I decide to write about this now as I'm currently dealing with this teacher. He started out perfectly nice; pretty funny, laid back guy even. And all was well until the beginning of the second semester, when my blood sugar started acting up on me. And boy oh boy, did that attitude suddenly change. The conversation I had went something like this;
Teacher: You missed my class twice last week, Reed.
Me: Yeah I know; I'm sorry. I had some problems with my blood sugar, but it seems to be doing better now.
Teacher: Hmm...alright. Well there's a test tomorrow, and I expect you take it. Also, these homework assignments need to be made up by Friday or they're worth half credit.
...I'm sorry, what?
I find it extremely annoying when these teachers assume that when we're out of class for high blood sugar, we're just sitting in the nurses office lounging our day away. I swear it seems like I have ADD when I'm high, because it's impossible to focus on one particular thing for an extended amount of time (Also I talk a lot). We are not not having a fun time. The way I describe a bad high blood sugar is that tingly feeling you get during a sugar rush. The only difference is that it doesn't go away, and after a while that feeling starts getting really uncomfortable.

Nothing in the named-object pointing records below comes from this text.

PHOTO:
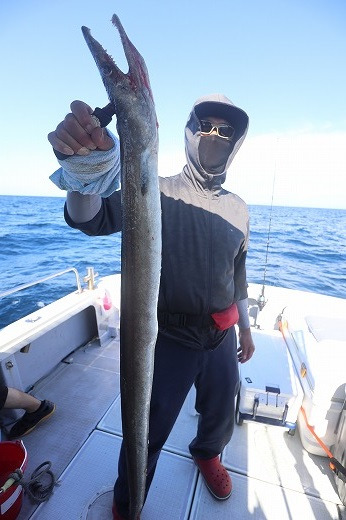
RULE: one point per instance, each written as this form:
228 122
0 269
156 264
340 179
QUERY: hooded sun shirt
204 230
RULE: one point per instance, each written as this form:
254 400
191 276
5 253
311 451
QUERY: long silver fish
140 251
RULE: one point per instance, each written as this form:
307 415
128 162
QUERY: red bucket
13 456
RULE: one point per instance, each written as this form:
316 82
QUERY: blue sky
283 61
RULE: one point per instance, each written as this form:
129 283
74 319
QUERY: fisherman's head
219 128
214 133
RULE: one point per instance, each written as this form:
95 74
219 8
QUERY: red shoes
215 477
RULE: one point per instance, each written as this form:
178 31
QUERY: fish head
130 92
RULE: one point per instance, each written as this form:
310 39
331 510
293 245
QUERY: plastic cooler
13 456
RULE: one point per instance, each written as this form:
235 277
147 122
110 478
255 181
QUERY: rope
334 464
41 484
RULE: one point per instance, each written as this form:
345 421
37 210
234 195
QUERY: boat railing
42 280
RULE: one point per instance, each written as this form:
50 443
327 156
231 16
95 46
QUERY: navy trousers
216 377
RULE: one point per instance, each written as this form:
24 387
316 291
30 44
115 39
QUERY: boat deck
273 476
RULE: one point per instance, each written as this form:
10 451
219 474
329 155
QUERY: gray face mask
213 153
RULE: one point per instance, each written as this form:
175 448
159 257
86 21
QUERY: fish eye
107 70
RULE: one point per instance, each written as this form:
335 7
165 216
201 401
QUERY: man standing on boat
203 290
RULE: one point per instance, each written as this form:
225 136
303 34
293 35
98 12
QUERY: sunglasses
224 131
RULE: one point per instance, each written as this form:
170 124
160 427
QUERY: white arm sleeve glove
97 173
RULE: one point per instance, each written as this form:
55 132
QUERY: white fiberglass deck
274 478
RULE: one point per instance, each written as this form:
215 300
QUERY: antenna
261 301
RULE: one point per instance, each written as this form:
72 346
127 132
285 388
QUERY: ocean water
297 248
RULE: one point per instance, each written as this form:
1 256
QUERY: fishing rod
261 301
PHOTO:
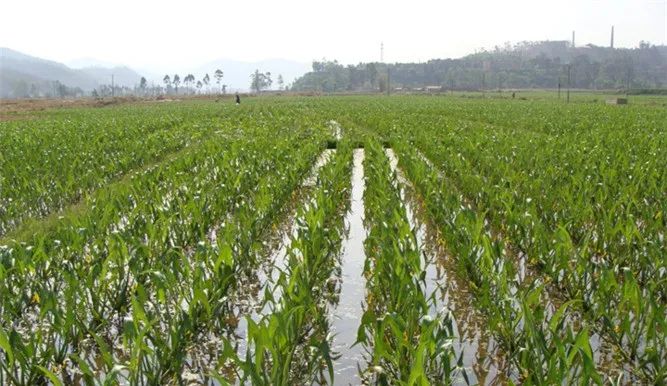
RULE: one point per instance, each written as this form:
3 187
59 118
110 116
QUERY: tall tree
218 76
260 81
206 81
176 81
167 82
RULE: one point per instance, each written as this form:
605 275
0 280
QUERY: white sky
154 34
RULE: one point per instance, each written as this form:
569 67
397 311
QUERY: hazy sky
163 34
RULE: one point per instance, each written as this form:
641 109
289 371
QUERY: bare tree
260 81
176 81
206 81
167 82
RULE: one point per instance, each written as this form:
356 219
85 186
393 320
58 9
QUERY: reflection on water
347 313
481 356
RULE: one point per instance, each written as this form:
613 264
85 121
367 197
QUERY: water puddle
481 355
336 130
347 313
322 160
605 354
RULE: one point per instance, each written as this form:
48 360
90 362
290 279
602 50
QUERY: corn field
335 240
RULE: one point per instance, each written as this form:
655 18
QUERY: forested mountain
23 75
524 65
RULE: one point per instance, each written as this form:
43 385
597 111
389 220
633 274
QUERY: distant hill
23 75
524 65
237 73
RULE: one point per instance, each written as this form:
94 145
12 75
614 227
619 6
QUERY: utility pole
569 72
483 82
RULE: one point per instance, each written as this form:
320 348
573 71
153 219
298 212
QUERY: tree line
547 64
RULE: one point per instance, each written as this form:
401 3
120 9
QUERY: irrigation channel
473 345
482 360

Another thing that I don't think he realizes is that when you're blood sugar finally levels out after being so high for so long, you are tired. When the school sends you home, you aren't going to do homework. You're going to take a nap and worry about it later, because it feels like you just ran a marathon.
I'm very thankful to be in a school with block classes, so that if something like this happens, I can always do my homework the next day. Other kids aren't so lucky, and I've heard some interesting stories from some of my diabetic friends. The important thing to remember is that if things aren't going well, you have a right to step back and take a breath. Get a 504 plan to help you out if you're missing a lot of class (it's saved me on a few occasions).
I suppose my teacher and I are on better terms now, but he still doesn't like me missing lessons. I heard from some friends he'll make jokes about me in class sometimes, saying that I need to lay off the sugar. My response to that is this; here's a list of all the diabetic research organizations in the country. Get out your phone, call them, and make a donation to help cure this. Then I'll for sure stop missing your class, and every other teacher who's complaining about something they can't even begin to understand will lay off, too.
I'm still waiting for him to make that call, by the way.
Another thing these teachers don't seem to realize is that you need to watch those kinds of comments. Because the only thing worse than getting a diabetic student mad at you, is getting a diabetic parent mad at you. Take it from me; they will find you, they will not be happy, and you will regret any bad thought you ever had. Am I right?
So to all those teachers who think their diabetic students are slackers, and that the parents need to tell them buck it up and just go to class...I would lock your windows from now on. You know, just in case.